Drivers: Charles Leclerc and Carlos Sainz
There may not be a world champion in Ferrari’s line-up at the start of the season for just the second time in the last quarter of a century, but in Charles Leclerc and new signing Carlos Sainz they have two of the best drivers of F1’s new generation. Leclerc usurped Vettel as the Scuderia’s team leader over the past two seasons and Sainz, a fast and accomplished performer in his own right, will provide a fresh challenge.
Drivers: Pierre Gasly and Yuki Tsunoda
Japan’s Yuki Tsunoda arrives to join Monza race winner Pierre Gasly after impressing the team last year in his test outings for them and a race-winning rookie season of F2. Gasly has re-established his career back at the team since mid-2019 and developed into one of F1’s most consistent drivers. Like sister team Red Bull, AlphaTauri enter the final year of their present engine arrangement.

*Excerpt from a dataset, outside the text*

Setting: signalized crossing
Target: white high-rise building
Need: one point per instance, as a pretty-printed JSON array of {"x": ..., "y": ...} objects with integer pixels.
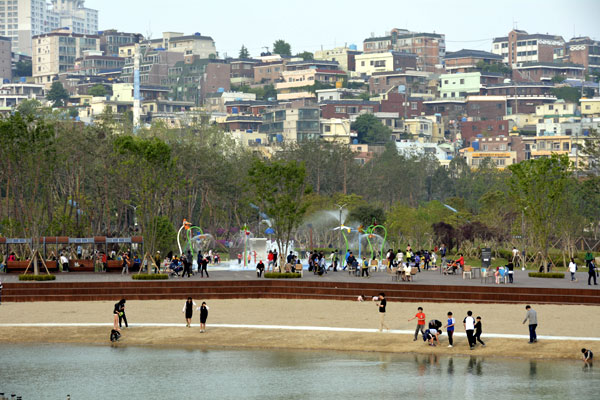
[{"x": 22, "y": 19}]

Drivers: Kimi Raikkonen and Antonio Giovinazzi
One of only three teams staying with an unchanged line-up, Alfa Romeo will continue to blend the unmatched F1 experience of 2007 champion Kimi Raikkonen, 41, and the improving Antonio Giovinazzi for the third year in a row. The big focus will be on trying to improve the team’s competitiveness after a tough 2020.
Drivers: Nikita Mazepin and Mick Schumacher
In a complete change of driver direction accelerated by the financial impact of the global pandemic, Haas have swapped 300 Grands Prix worth of experience in their line-up for an all-rookie pairing. Planning for the future towards the 2022 rules overhaul, F2 champion and Ferrari junior Mick Schumacher is joined by Russian Nikita Mazepin.
Drivers: George Russell and Nicholas Latifi
George Russell is the team’s exciting lead driver and will enter the third and final year of his contract at Williams, with Mercedes possibly coming calling for 2022. Nicholas Latifi remains for a second term, when both drivers and the famous team will be bidding to turn 2020 progress back into points in the first full year of its new ownership era.